When Sjolander gets such a call, "the first thing I think about is if they are caught up in sex trafficking, having to do things in order to get something to eat or stay warm."

Sjolander knows what it's like to be that vulnerable kid.

"My mom made a lot of poor decisions," he said. "There was a lot of narcotics in the house, a lot of violence. She was married numerous times. We moved a lot, and she only stayed long enough to burn bridges."

When things got crazy, Sjolander would run.

"I'd watch her get beat up and I'd leave for the night," he said. "Then I'd come back and pick up the pieces, which I guess is kind of what I do now."

Sjolander would come home to a battered mom, a missing father and a house torn apart by the abuse. "I remember picking glass out of her head after she'd been hit with a beer bottle," he said. "In these situations, you learn to survive. If you learn to thrive, that gets to be a problem."

It would have been easy, almost inevitable, for Sjolander to mimic what he saw. "I saw all the lying and violence and drugs; it sucks the life out of you," he said. "I followed the voice that said, 'There's more to this.'"

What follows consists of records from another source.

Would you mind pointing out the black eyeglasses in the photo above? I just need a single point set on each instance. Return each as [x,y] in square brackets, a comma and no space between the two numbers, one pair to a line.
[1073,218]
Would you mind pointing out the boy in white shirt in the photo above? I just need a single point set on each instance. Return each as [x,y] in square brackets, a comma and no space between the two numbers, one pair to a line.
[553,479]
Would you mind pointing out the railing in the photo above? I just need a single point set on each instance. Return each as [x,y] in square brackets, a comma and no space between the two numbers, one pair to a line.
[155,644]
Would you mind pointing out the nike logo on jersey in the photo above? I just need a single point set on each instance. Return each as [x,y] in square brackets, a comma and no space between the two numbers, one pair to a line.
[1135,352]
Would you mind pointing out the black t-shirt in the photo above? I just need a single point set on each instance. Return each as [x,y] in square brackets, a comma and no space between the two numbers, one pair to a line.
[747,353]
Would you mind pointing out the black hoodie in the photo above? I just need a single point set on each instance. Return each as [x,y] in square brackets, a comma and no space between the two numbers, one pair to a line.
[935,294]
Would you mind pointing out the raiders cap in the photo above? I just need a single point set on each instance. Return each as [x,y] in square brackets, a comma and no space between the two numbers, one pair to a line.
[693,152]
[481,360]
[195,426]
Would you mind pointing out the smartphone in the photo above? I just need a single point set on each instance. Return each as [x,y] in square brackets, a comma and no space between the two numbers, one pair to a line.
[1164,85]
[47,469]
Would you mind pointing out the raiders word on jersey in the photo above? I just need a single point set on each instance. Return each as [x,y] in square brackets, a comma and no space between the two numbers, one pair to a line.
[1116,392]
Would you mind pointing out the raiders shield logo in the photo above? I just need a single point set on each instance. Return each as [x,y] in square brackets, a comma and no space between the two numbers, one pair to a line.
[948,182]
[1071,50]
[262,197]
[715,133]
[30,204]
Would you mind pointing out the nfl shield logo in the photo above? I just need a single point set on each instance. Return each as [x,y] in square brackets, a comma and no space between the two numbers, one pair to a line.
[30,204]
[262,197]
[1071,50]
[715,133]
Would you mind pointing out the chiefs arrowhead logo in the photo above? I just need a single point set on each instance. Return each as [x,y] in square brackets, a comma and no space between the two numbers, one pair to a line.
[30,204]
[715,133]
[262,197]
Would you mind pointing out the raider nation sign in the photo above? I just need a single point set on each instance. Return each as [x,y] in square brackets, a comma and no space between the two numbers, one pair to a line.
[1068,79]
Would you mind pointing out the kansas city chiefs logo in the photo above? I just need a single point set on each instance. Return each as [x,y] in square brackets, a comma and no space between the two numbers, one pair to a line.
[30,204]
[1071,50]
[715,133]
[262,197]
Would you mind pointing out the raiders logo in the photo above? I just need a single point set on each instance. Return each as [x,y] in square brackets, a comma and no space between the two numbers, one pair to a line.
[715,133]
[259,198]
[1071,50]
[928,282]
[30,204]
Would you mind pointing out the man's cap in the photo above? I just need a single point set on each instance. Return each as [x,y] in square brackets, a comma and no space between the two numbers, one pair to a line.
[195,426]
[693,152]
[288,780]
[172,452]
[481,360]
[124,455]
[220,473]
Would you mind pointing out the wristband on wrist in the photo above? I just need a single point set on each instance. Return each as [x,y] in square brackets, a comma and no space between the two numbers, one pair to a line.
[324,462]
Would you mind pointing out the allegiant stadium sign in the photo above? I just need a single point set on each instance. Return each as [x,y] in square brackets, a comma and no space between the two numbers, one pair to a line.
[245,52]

So he grabbed his siblings one day and went to the police. They put the kids in foster care, with Lee and his brother and sister landing at the Fairmont, Minn., home of Dennis and Shirley Neuenschwander. To relieve Sjolander from caretaking for his siblings, social workers moved them to new foster parents, but the Neuenschwanders begged to keep Lee.

"He just melted our hearts," said Shirley. "I just couldn't let him go."

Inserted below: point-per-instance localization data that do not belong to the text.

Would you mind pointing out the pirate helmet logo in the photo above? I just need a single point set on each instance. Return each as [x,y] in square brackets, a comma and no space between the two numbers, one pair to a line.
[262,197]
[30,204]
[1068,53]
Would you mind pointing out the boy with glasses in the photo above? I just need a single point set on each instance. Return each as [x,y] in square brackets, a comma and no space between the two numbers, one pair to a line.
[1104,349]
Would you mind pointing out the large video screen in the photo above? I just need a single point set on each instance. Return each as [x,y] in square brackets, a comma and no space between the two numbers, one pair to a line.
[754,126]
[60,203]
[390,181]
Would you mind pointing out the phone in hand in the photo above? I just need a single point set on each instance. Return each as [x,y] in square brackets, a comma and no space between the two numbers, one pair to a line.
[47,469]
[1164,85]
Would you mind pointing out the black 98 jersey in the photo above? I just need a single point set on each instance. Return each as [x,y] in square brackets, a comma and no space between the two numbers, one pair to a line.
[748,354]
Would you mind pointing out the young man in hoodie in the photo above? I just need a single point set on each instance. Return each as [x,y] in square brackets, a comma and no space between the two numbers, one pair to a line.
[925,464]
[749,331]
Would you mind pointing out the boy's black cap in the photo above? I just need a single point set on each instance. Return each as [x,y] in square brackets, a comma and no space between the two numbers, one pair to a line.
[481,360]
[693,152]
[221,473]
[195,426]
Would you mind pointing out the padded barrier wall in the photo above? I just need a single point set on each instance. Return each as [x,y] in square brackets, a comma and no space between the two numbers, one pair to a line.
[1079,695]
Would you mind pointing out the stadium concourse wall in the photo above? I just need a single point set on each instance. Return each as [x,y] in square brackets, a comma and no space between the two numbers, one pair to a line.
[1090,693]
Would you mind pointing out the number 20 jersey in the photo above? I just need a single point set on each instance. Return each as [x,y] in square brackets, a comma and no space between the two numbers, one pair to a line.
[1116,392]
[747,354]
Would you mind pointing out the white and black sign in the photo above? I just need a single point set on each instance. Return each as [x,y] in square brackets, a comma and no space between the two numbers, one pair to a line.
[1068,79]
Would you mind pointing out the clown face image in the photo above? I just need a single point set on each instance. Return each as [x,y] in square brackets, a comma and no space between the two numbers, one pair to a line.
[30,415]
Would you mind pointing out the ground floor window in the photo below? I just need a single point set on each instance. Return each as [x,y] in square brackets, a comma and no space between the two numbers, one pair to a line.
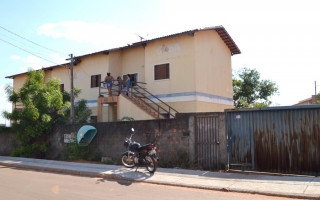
[95,80]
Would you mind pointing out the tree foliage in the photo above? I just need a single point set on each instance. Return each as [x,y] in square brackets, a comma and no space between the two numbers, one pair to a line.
[37,107]
[250,91]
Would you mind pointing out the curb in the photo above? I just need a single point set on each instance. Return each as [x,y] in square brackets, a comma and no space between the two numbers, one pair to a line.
[119,177]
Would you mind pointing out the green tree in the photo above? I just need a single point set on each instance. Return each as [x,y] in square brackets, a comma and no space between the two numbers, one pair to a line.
[250,91]
[40,105]
[81,111]
[318,99]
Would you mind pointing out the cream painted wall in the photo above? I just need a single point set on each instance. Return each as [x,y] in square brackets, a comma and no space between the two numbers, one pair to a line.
[115,63]
[179,53]
[200,66]
[133,62]
[213,64]
[128,109]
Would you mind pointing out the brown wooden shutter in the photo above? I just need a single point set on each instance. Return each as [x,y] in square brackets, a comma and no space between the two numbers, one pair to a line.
[161,71]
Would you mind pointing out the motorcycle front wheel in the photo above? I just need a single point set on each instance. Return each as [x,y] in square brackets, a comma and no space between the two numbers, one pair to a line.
[127,161]
[151,164]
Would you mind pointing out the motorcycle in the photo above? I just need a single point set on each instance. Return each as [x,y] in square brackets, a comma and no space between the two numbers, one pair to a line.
[137,155]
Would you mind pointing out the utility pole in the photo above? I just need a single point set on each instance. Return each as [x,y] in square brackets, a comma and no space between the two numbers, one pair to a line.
[72,90]
[315,88]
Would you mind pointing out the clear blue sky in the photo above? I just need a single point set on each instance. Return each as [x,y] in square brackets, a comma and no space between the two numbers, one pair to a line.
[278,38]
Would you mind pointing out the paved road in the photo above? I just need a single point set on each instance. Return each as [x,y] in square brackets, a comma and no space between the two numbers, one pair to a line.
[16,184]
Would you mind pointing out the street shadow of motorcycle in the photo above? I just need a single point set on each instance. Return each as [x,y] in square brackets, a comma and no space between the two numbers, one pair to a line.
[126,176]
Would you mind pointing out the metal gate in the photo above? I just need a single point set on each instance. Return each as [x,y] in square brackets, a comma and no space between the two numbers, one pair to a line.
[278,139]
[207,142]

When he came to the Neuenschwanders, "he was a dolt," Shirley said. "He wasn't a bad student, but he was average. I can say that about him, because we love him to the hilt."

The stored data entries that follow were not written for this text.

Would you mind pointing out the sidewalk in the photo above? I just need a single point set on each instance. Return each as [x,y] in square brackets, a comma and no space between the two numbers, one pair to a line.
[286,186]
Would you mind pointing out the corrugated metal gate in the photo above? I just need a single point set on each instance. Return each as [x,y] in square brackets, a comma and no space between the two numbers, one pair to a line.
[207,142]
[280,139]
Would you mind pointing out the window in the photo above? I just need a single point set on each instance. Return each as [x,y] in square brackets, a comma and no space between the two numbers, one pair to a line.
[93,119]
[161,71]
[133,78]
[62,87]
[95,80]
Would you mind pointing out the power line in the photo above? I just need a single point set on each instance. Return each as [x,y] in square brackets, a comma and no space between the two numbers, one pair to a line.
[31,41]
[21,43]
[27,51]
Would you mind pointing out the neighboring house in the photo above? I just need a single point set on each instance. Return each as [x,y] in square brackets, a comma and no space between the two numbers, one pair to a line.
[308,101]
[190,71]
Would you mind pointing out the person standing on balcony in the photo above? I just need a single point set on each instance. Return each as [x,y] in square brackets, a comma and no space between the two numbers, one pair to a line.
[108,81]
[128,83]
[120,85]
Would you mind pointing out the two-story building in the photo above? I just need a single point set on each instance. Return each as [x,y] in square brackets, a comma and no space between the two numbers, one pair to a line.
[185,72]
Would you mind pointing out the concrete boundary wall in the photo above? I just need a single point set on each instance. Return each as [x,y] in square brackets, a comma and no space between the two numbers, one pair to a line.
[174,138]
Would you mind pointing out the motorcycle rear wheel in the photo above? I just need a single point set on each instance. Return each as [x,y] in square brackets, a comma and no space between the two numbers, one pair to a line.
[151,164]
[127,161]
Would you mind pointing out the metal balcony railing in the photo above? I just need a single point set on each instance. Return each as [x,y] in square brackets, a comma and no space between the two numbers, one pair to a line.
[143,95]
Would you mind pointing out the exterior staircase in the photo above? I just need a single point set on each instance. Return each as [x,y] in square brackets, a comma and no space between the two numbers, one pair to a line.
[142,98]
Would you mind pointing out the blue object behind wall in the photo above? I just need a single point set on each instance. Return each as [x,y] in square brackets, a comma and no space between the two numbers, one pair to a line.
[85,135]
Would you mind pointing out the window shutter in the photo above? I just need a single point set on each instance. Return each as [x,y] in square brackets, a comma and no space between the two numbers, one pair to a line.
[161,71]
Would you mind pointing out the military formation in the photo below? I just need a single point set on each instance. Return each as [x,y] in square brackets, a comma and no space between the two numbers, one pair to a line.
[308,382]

Shirley said Sjolander insisted on getting a job to earn his own money. He ran every day to work. He taught himself to play guitar by copying AC/DC. "He turned out wonderful," she said. "I'm proud of everything he does."

But because he's a cop, "I have my haters," Sjolander said. He was once sued by a resident who alleged that the chief roughed him up during an arrest. The incident was captured on camera, and the suit was dismissed. He now occasionally visits the man who sued him. Another person posts derogatory opinions of Sjolander on a website. It's all part of the job, he said.

Sjolander quickly admits that his police duties are "another world" compared to the stresses of an urban cop, and he guesses some might knock him for his visibility, but the job still troubles him at times.

A couple of years ago, Sjolander noticed he was becoming anxious and angry. Gory car crashes, child sex abuse arrests and suicides were coming back to him. One autumn day, "I had an emotional, chaotic moment and I sat in the squad car and bawled," he said. "It wasn't the blues; it was scary."

Sjolander was diagnosed with PTSD, so he began medication and started seeing a therapist, something he discusses openly with colleagues.

"My big thing now, as a chief, is trying to focus on getting my co-workers to be good, well-rounded people," Sjolander said. "You see officers 10 years into the job and they have become super cynical. They forget there's a large segment of society that's good, that we don't see as often. You have to look for the positive."

Luckily, Sjolander has his family, his colleagues and his music. He still plays songs by AC/DC. Though he doesn't drink, smoke or gamble, he spends some of his weekends rocking out at Treasure Island. He and his wife, Rebecca, a schoolteacher, get a room. She spends time by the pool with their daughter, Layla, named after the Eric Clapton hit.

Almost as an aside, Sjolander mentioned that his mother had died in 2015. He hadn't seen her since about 1986, though he'd tried several times. It was a life he left a long time ago, but one that indelibly shaped him.

His sister found out about their mother's death by reading an obituary. It did not mention that she had children.